In our 4 cases, no obvious intraoperative major vessel damage was observed; however, DWM ischemia developed postoperatively. We cannot prove or confirm that the medullary artery was difficult to visualize on imaging studies^14^; however, it is believed that the medullary artery was sacrificed through coagulation of small arteries during tumor resection. Thus, the medullary artery is an important vessel in intramedullary tumor resection because it is thin and can be easily damaged and can sometimes lead to symptoms of DWM ischemia.
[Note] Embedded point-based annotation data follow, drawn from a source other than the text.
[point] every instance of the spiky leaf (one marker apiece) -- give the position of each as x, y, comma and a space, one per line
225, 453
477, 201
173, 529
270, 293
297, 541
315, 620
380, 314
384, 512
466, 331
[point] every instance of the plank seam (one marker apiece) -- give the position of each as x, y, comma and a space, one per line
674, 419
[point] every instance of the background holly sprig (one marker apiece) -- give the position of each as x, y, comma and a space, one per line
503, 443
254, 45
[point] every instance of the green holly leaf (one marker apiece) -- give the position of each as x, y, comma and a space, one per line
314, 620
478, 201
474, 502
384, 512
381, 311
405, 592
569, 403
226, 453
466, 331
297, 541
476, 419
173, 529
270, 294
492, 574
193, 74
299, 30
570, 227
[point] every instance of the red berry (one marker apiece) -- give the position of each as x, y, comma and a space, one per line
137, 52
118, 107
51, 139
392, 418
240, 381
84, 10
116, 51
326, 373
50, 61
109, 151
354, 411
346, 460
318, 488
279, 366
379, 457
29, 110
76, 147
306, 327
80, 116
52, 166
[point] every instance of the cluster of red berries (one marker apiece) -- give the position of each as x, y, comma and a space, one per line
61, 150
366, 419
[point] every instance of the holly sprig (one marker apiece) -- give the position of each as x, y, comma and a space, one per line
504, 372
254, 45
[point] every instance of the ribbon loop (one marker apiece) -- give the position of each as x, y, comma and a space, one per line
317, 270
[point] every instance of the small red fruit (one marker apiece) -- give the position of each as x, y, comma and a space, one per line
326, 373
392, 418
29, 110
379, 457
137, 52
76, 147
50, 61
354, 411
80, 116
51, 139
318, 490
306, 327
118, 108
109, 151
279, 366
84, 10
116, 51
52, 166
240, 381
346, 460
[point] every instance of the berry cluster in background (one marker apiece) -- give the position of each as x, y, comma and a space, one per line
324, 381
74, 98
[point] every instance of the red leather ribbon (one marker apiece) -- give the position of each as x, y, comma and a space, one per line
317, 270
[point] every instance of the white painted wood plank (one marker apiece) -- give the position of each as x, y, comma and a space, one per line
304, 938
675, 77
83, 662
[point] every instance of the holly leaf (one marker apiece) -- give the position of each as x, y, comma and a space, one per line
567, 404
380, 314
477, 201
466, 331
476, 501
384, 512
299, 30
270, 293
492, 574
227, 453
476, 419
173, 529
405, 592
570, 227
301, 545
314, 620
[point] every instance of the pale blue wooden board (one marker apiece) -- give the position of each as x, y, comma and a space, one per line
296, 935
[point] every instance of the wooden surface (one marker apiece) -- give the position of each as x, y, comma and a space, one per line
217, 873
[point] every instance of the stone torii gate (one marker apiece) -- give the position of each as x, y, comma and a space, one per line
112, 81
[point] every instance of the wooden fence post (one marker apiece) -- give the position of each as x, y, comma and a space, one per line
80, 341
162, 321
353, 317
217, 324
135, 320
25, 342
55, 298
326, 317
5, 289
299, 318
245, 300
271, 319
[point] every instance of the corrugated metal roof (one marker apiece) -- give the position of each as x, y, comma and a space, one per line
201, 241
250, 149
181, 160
The cause of the delayed onset of symptoms or transient improvement cannot be definitively determined. The transient course of the condition may be attributed to a number of potential causes, including venous congestion, arterial injury of adjacent pia, and cerebral vasospasm. Another possible cause is that the medullary artery is a terminal artery,^14,18^ but there may be some collateral flow, and ischemia may be caused by decreased perfusion, such as postoperative dehydration or temporary arterial hypotension from other causes. In our 4 cases, all tumors were located between the anterior cerebral artery and middle cerebral artery in the frontal lobe and the middle cerebral artery and posterior cerebral artery in the parietal lobes; thus, the ischemia can also be explained as hemodynamic ischemia because these areas are most likely to be in the watershed region.^20,21^ Because tumor location is reported to be a predictive factor for postoperative stroke,^8^ we suspect that tumors located in the watershed area of the frontal or parietal lobes are at risk of DWM ischemia and should be carefully monitored postoperatively. Furthermore, DWM ischemia may be particularly prone to manifestation in gliomas of the dominant hemisphere, which are the target of awake craniotomy.
Management and Prognosis
Postoperative dehydration and anemia should be corrected to prevent DWM ischemia. We administered intravenous edaravone to 3 of our 4 patients and intravenous infusions to prevent dehydration. Edaravone has been shown to be effective in treating acute cerebral infarction, especially within 24 hours of onset.^15,22^ All patients showed rapid improvement in neurological symptoms, and 3 of the 4 patients had the same mRS scores at discharge and preoperatively. The effects of edaravone and infusion in our cases are not certain; however, our cases suggest that the symptoms of delayed DWM ischemia may be transient and recoverable. However, the prognosis of this pathology should be studied in the future with the accumulation of more cases.
Limitations
There are some limitations to our study. Transient DWM ischemia is thought to be caused by the sacrifice of the medullary artery; however, it has not been objectively proven by high-resolution computed tomography angiography or angiogram. Moreover, the power of the study is limited by the lack of reported cases of delayed DWM ischemia after awake surgery, which prevented a comparison with previous literature. We hope that further accumulation of such cases will enable a more detailed analysis of its clinical evolution and the most appropriate management in the future.
CONCLUSION
This study is the first to illustrate the clinical significance of delayed DWM ischemia after tumor resection by awake craniotomy, which is a rare but important pathology. If delayed aphasia or paralysis occurs after tumor resection, DWM ischemia because of intraoperative injury to the medullary artery should be considered and treatment for ischemia should be initiated soon. In our case, these symptoms were often transient and resolved. The lesson, therefore, is that tumors located in the frontal or parietal lobes, particularly in the watershed area, should be carefully monitored for postoperative ischemia.